Hi,
Hdfs can be better compared with something like ext3 then with mysql. You can
use the "hadoop fs" to look at the files on hdfs just like you would look at
the "/mysql" dir on ext3. Hdfs internally splits these files into chunks of 64M
(configurable) and each chunk will end up on the underlying linux filesystem.
You can configure the location of these chunks in a config file called
hdfs-site.xml with a property called "dfs.data.dir" which defaults to
"${hadoop.tmp.dir}/dfs/data"
I doubt there are many use cases where looking at these individual chunks is
useful tough.
If you are interested to see how much space something is using use something
like this:
hadoop fs -du /user/hive/warehouse/
Just keep in mind if you have a replication factor of 3 on your setup it means
you are using 3x the physical space the -du command is telling you (roughly).
I hope that helps.
Bennie.
________________________________
From: vaibhav negi [mailto:[email protected]]
Sent: Tuesday, July 27, 2010 8:04 AM
To: [email protected]
Subject: Re: HIVE: How to Load CSV File?
Hi ,
By actual physical path , i mean full path in linux / directory.

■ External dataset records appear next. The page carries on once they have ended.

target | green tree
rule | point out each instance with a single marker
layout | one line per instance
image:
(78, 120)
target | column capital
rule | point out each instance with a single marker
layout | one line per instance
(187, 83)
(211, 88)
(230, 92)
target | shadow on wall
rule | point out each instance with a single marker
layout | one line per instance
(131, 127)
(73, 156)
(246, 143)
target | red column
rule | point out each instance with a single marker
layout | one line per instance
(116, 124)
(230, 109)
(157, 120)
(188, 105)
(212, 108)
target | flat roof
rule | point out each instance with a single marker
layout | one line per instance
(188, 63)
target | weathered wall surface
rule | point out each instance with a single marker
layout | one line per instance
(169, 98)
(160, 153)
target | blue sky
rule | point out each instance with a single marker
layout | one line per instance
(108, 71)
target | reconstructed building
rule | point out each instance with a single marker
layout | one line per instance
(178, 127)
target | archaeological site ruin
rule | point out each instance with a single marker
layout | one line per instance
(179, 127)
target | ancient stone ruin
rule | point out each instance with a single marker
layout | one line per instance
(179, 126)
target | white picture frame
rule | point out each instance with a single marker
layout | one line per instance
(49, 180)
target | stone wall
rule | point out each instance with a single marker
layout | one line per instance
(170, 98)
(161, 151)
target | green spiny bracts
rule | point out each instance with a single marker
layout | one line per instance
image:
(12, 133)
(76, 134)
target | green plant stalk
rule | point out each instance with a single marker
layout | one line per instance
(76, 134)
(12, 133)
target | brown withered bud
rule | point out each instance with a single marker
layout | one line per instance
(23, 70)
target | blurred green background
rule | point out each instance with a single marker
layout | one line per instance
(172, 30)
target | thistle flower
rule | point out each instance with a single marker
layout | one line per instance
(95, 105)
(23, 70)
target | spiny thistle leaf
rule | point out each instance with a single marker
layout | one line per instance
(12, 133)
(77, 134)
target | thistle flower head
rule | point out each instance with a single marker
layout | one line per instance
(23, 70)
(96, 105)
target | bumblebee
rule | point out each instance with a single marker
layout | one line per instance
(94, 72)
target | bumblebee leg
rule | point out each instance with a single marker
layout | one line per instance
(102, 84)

Like for
mysql, there is /mysql directory .
Inside it i can see files for individual tables and also can see what lies
inside those files.
Vaibhav Negi
2010/7/26 Alex Rovner <[email protected]<mailto:[email protected]>>
Hadoop fs -du command will show you the size of the files. What do you mean by
physical?
Sent from my iPhone
On Jul 26, 2010, at 6:43 AM, "vaibhav negi"

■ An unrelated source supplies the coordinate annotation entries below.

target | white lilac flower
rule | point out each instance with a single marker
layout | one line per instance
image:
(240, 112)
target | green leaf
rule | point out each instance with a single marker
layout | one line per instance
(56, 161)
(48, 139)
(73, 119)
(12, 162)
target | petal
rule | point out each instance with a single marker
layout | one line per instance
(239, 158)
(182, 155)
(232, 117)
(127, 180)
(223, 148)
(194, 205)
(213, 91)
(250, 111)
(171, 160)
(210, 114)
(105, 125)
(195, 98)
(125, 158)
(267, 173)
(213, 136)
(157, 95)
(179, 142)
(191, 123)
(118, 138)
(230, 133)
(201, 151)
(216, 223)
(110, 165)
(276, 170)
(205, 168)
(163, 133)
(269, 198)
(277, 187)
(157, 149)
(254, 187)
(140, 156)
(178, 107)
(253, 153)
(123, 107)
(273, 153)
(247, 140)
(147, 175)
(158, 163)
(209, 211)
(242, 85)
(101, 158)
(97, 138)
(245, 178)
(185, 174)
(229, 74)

<[email protected]<mailto:[email protected]>> wrote:
Hi,
Hadoop -dfs command show logical path /user/hive/warehouse. How can i see where
this directory exists physically ?
Vaibhav Negi
On Mon, Jul 26, 2010 at 2:45 PM, Amogh Vasekar
<<mailto:[email protected]>[email protected]<mailto:[email protected]>>
wrote:
Hi,
The default HWI (hive web interface) provides some basic metadata, but don't
think file sizes are included. In any case, you can query using the common
hadoop dfs commands. The default warehouse directory is as set in your hive
conf xml.
Amogh
On 7/26/10 2:30 PM, "vaibhav negi"
<<http://[email protected]>[email protected]<mailto:[email protected]>>
wrote:
Hi,
Thanks amogh.
How can i browse actual physical location of hive tables juts like i see mysql
tables in mysql directory. I want to check actual disk space consumed by hive
tables.
Vaibhav Negi
On Mon, Jul 26, 2010 at 1:55 PM, Amogh Vasekar
<<http://[email protected]>[email protected]<mailto:[email protected]>>
wrote:
Hi,
You can create an external table pointing to data already on hdfs and
specifying the delimiter-
CREATE EXTERNAL TABLE page_view_stg(viewTime INT, userid BIGINT,
page_url STRING, referrer_url STRING,
ip STRING COMMENT 'IP Address of the User',
country STRING COMMENT 'country of origination')
COMMENT 'This is the staging page view table'
ROW FORMAT DELIMITED FIELDS TERMINATED BY '44' LINES TERMINATED BY '12'
STORED AS TEXTFILE
LOCATION '/user/data/staging/page_view';
<http://wiki.apache.org/hadoop/Hive/Tutorial#Creating_Tables>http://wiki.apache.org/hadoop/Hive/Tutorial#Creating_Tables
for more
HTH,
Amogh
On 7/26/10 1:02 PM, "vaibhav negi"
<<http://[email protected]>[email protected]<mailto:[email protected]>
<<http://[email protected]>http://[email protected]> > wrote:
Hi,
Is there some way to load csv file into hive?
Vaibhav Negi